A primeira, que traz os conflitos reais (para quem não lembra, acompanhamos a história do irmão do personagem de Colin Firth em O Discurso do Rei), é a storyline que, sem dúvida, mais interessa. Por outro lado, a trama deixa a sensação de que não deveria contada em cápsulas, esquivando-se de cenas que seriam fundamentais para a intensidade dramática do filme. Assim, nunca vemos como foram as separações dos casais ou os detalhes dos problemas que o tal relacionamento proibido trouxe para a família real. É tudo muito básico e pouco aprofundado – sem falar que é difícil criar conexão com a história, já que ela é constantemente interrompida pela outra, narrada nos dias atuais.

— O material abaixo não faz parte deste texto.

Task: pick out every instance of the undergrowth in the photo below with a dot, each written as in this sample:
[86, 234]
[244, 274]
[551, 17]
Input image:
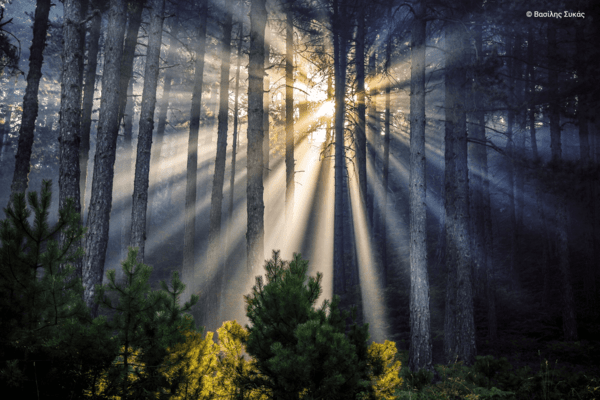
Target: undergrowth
[497, 378]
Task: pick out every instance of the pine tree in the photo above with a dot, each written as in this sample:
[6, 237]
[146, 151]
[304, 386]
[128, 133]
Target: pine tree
[299, 348]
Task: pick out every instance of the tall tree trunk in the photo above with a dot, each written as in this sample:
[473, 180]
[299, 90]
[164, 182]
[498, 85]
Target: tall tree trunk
[256, 71]
[134, 14]
[568, 311]
[482, 225]
[587, 211]
[459, 325]
[510, 152]
[289, 119]
[340, 56]
[215, 253]
[266, 102]
[142, 161]
[372, 132]
[420, 353]
[106, 146]
[127, 170]
[361, 139]
[70, 110]
[386, 167]
[30, 100]
[235, 133]
[189, 236]
[156, 156]
[88, 101]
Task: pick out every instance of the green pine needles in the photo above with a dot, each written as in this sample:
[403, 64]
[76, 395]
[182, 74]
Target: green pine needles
[300, 350]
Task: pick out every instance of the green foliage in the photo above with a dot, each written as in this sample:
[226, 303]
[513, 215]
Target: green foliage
[301, 350]
[47, 339]
[491, 378]
[146, 324]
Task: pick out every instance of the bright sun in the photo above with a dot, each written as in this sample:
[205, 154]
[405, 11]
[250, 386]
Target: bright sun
[326, 109]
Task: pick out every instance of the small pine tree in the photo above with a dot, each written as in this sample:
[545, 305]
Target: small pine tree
[146, 324]
[300, 350]
[48, 343]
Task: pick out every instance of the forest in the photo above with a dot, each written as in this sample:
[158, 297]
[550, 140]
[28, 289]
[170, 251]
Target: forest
[286, 199]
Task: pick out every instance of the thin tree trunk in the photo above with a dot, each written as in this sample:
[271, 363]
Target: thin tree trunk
[420, 353]
[256, 70]
[372, 132]
[215, 253]
[482, 233]
[30, 100]
[142, 161]
[70, 112]
[386, 168]
[134, 14]
[289, 119]
[459, 325]
[266, 101]
[127, 170]
[339, 43]
[88, 101]
[568, 311]
[510, 152]
[361, 140]
[235, 134]
[156, 156]
[106, 146]
[189, 262]
[587, 211]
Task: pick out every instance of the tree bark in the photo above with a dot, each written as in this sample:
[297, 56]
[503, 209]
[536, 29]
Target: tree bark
[420, 352]
[142, 161]
[214, 254]
[102, 181]
[361, 139]
[266, 102]
[340, 56]
[134, 14]
[386, 168]
[289, 119]
[235, 134]
[254, 190]
[30, 100]
[156, 156]
[88, 101]
[70, 110]
[459, 325]
[189, 236]
[568, 310]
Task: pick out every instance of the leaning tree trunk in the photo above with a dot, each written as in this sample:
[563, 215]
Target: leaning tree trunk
[192, 153]
[142, 161]
[30, 100]
[568, 309]
[459, 325]
[70, 110]
[420, 353]
[289, 119]
[104, 161]
[88, 101]
[216, 205]
[255, 204]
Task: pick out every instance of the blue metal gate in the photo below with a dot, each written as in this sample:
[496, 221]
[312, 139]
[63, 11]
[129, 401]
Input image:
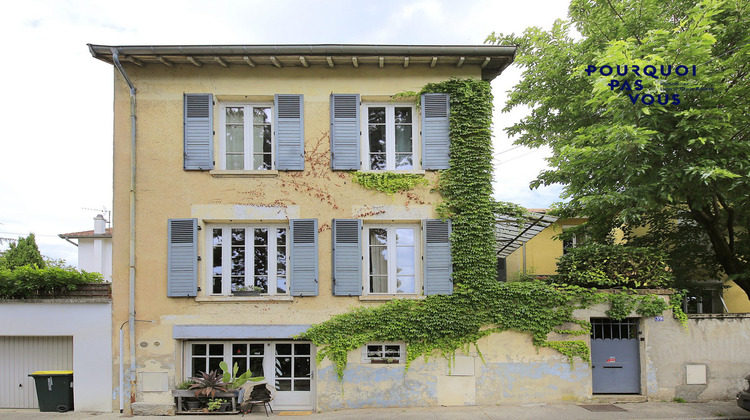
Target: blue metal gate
[615, 361]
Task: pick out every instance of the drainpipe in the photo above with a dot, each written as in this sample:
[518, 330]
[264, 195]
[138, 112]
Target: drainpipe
[131, 275]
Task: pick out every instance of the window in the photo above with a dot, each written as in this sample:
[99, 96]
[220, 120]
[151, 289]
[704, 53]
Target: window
[384, 353]
[391, 256]
[389, 138]
[246, 136]
[247, 256]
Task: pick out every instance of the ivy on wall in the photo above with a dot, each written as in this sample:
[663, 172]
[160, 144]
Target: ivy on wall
[439, 325]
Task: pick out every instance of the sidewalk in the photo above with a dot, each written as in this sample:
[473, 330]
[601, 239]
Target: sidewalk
[646, 410]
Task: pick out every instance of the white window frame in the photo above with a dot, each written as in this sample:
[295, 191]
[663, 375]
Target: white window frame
[391, 246]
[249, 151]
[390, 136]
[226, 275]
[366, 358]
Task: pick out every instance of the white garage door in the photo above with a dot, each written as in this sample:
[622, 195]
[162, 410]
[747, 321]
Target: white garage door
[20, 356]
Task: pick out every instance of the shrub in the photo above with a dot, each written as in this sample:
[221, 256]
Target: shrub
[614, 266]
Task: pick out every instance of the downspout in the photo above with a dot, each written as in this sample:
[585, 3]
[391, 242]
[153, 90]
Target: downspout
[131, 274]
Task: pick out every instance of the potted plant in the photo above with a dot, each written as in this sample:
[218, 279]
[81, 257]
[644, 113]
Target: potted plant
[247, 291]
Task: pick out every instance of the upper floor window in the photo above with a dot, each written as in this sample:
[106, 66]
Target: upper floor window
[246, 136]
[248, 256]
[391, 258]
[389, 139]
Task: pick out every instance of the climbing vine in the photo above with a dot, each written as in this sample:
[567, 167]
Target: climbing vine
[388, 182]
[439, 325]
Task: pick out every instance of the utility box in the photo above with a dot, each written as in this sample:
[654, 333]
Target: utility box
[54, 389]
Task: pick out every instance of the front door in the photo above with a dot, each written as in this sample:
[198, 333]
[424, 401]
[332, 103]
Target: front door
[615, 360]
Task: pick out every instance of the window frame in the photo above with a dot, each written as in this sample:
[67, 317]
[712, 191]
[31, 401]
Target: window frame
[272, 268]
[366, 358]
[390, 127]
[248, 132]
[391, 246]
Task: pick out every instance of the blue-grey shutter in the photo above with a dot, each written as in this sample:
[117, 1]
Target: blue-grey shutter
[290, 132]
[303, 273]
[199, 131]
[347, 257]
[438, 268]
[182, 257]
[345, 132]
[435, 131]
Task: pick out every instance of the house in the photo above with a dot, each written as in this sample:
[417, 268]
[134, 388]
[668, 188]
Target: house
[239, 158]
[533, 249]
[94, 248]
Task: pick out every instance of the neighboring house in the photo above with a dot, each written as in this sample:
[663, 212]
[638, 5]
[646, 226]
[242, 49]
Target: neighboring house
[537, 250]
[94, 248]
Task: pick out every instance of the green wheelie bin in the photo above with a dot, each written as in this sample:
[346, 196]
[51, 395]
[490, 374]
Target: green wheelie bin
[54, 389]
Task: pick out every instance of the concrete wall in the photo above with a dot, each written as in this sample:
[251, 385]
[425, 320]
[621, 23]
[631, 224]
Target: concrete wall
[90, 326]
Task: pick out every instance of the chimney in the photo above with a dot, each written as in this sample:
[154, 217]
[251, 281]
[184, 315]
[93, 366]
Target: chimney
[100, 225]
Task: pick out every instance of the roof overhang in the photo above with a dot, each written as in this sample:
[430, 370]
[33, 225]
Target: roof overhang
[491, 59]
[511, 233]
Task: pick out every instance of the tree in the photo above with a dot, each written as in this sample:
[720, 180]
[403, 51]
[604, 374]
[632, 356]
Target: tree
[665, 150]
[23, 252]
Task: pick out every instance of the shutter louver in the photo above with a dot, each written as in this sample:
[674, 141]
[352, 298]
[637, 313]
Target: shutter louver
[290, 133]
[435, 131]
[347, 257]
[438, 268]
[182, 257]
[198, 132]
[345, 132]
[303, 260]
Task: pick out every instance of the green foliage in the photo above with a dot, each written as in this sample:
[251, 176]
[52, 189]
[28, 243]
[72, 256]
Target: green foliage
[614, 266]
[388, 182]
[29, 282]
[232, 380]
[679, 171]
[440, 325]
[23, 252]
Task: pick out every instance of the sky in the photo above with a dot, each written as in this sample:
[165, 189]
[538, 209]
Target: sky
[56, 146]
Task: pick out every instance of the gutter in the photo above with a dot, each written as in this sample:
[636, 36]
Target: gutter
[131, 236]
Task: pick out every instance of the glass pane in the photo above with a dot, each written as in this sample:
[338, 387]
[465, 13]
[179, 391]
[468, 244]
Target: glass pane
[404, 162]
[261, 261]
[402, 115]
[302, 385]
[198, 365]
[377, 162]
[256, 366]
[283, 367]
[238, 261]
[235, 162]
[376, 115]
[284, 385]
[301, 367]
[261, 114]
[377, 138]
[405, 284]
[235, 139]
[403, 139]
[235, 115]
[238, 236]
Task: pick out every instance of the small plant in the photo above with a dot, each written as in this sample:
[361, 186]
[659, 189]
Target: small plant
[185, 384]
[232, 380]
[207, 384]
[214, 404]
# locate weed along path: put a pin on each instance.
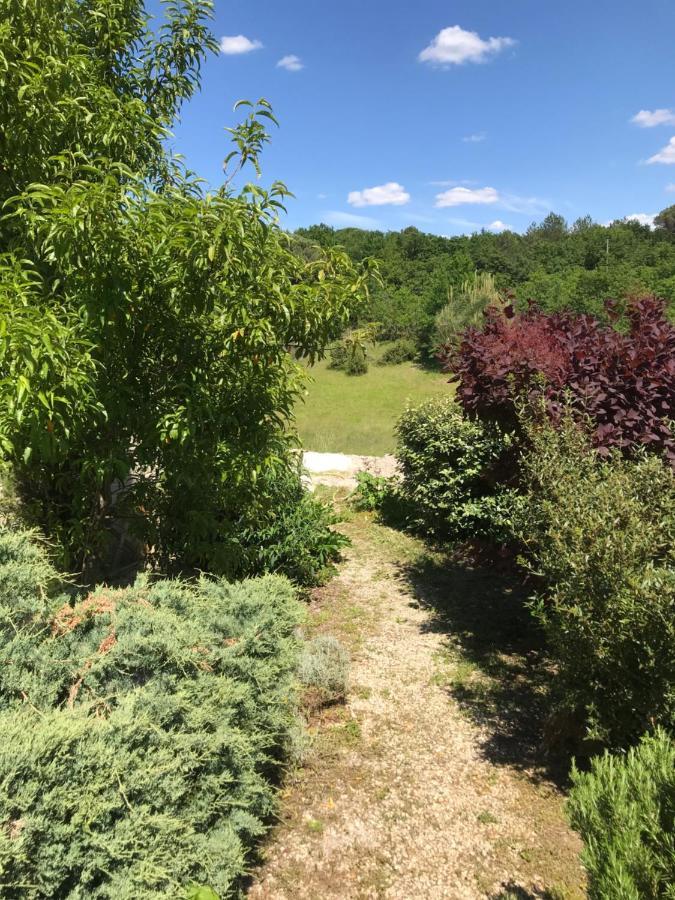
(425, 783)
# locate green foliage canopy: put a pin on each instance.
(145, 323)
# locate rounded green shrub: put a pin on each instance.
(601, 535)
(449, 467)
(357, 363)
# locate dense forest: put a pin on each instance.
(558, 265)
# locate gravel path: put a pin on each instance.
(396, 799)
(339, 469)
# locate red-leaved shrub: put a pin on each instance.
(623, 383)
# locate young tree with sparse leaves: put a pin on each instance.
(144, 323)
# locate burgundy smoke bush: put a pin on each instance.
(625, 383)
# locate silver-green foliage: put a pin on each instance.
(601, 535)
(624, 809)
(465, 307)
(142, 730)
(324, 664)
(448, 466)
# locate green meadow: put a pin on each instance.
(357, 413)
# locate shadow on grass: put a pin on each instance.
(493, 663)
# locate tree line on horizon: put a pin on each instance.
(558, 265)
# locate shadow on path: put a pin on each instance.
(494, 661)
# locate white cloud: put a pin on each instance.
(530, 206)
(459, 195)
(648, 118)
(454, 46)
(666, 155)
(335, 217)
(452, 182)
(642, 218)
(390, 194)
(291, 63)
(465, 223)
(234, 44)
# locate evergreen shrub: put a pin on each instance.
(143, 730)
(624, 809)
(601, 536)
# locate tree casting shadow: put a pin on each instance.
(494, 661)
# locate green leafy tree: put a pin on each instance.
(666, 220)
(145, 376)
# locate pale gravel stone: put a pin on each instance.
(400, 810)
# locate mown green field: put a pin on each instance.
(356, 414)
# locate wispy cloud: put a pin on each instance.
(336, 217)
(498, 225)
(465, 223)
(666, 155)
(452, 182)
(642, 218)
(233, 45)
(390, 194)
(455, 46)
(291, 63)
(649, 118)
(458, 196)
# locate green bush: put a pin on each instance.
(370, 492)
(143, 730)
(146, 320)
(624, 809)
(290, 535)
(357, 363)
(400, 351)
(449, 467)
(338, 356)
(324, 665)
(601, 534)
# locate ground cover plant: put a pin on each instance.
(146, 322)
(144, 729)
(624, 808)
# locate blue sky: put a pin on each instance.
(450, 116)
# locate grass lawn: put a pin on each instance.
(357, 413)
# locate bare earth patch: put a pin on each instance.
(397, 797)
(339, 470)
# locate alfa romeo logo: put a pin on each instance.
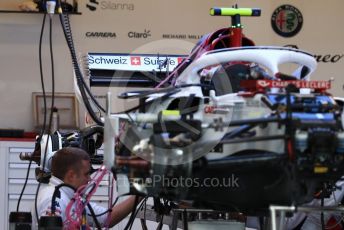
(286, 20)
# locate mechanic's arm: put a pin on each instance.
(120, 211)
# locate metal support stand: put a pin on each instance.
(283, 209)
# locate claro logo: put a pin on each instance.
(101, 35)
(145, 34)
(93, 5)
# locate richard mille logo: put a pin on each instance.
(93, 5)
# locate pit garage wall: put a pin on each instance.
(147, 27)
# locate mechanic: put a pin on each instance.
(72, 167)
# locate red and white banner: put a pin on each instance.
(134, 62)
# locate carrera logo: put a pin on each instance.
(286, 20)
(135, 60)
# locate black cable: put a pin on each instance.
(80, 81)
(44, 101)
(68, 34)
(132, 216)
(135, 214)
(94, 216)
(57, 194)
(42, 80)
(113, 204)
(52, 76)
(24, 186)
(322, 215)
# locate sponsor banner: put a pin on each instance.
(298, 84)
(134, 62)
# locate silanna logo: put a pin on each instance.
(286, 20)
(144, 34)
(101, 34)
(93, 5)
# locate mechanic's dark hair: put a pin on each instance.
(67, 158)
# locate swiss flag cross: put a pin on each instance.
(180, 60)
(135, 60)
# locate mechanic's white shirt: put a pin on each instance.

Por sinal, a história contemporânea é um dos pontos mais fracos de W.E. – O Romance do Século. Já devemos partir do pressuposto que é difícil torcer por uma protagonista completamente inerte perante o violento e abusivo marido. Ele espanca a esposa, deixa bem explícito que a trai e não tem a mínima ideia do que é tornar um matrimônio agradável. O que ela faz? Apanha, chora e… vai para uma exposição todo santo dia! Lá ela se sente completa, encontra uma amizade esperançosa e, claro, se dá conta que precisa ir até Paris para se encontrar na vida. Claro, nos filmes, quase ninguém sofre na pobreza. Todo mundo pode sofrer em Paris. É de dar pena, portanto, que a talentosa Abbie Cornish tenha amargado essa personagem tão vazia.
Essa falta de diálogo entre as duas histórias, a inverossimilhança de uma e o tratamento raso da outra são quase insuportáveis. Quase. Quase porque Madonna não é boba. Como roteirista, ela realmente pode ser fraquíssima, mas ao criar impacto visual ela não é (e nunca foi) incompetente. Pelo contrário. No mínimo dois aspectos de W.E. – O Romance do Século são dignos de muitos elogios. O primeiro é o belo trabalho de Abel Korzeniowski na trilha sonora, trazendo composições ímpares que confiram o talento inigualável que ele já havia apresentado em Direito de Amar. O segundo é o figurino criado pela conceituada Arianne Phillips, que concorreu ao Oscar e deveria ter sido coroado pela elegância e sutileza.
Assim, é de se lamentar que tais aspectos e um visual tão interessante ilustrem um roteiro mal desenvolvido. Infelizmente, W.E. – O Romance do Século não é um filme envolvente. E poderia ser. Deveria ser. Madonna, aqui, deve aprender uma valiosa lição: no mundo da música, ela pode fazer o mais fraco dos cds e ainda assim ter um público que vai escutá-la e elogiá-la, seja pela admiração incondicional ou pelo simples fato de que um cd, na maioria dos casos, não toma mais do que 90 minutos de alguém. No cinema não é assim. Não basta ser Madonna na sétima arte. Errar na música é mais perdoável e inofensivo. Não é qualquer um que vai sentar em uma sala de cinema durante duas horas e ter paciência para procurar aspectos elogiáveis só para defender W.E. em função do nome da rainha do pop. A dinâmica é diferente, Maddie!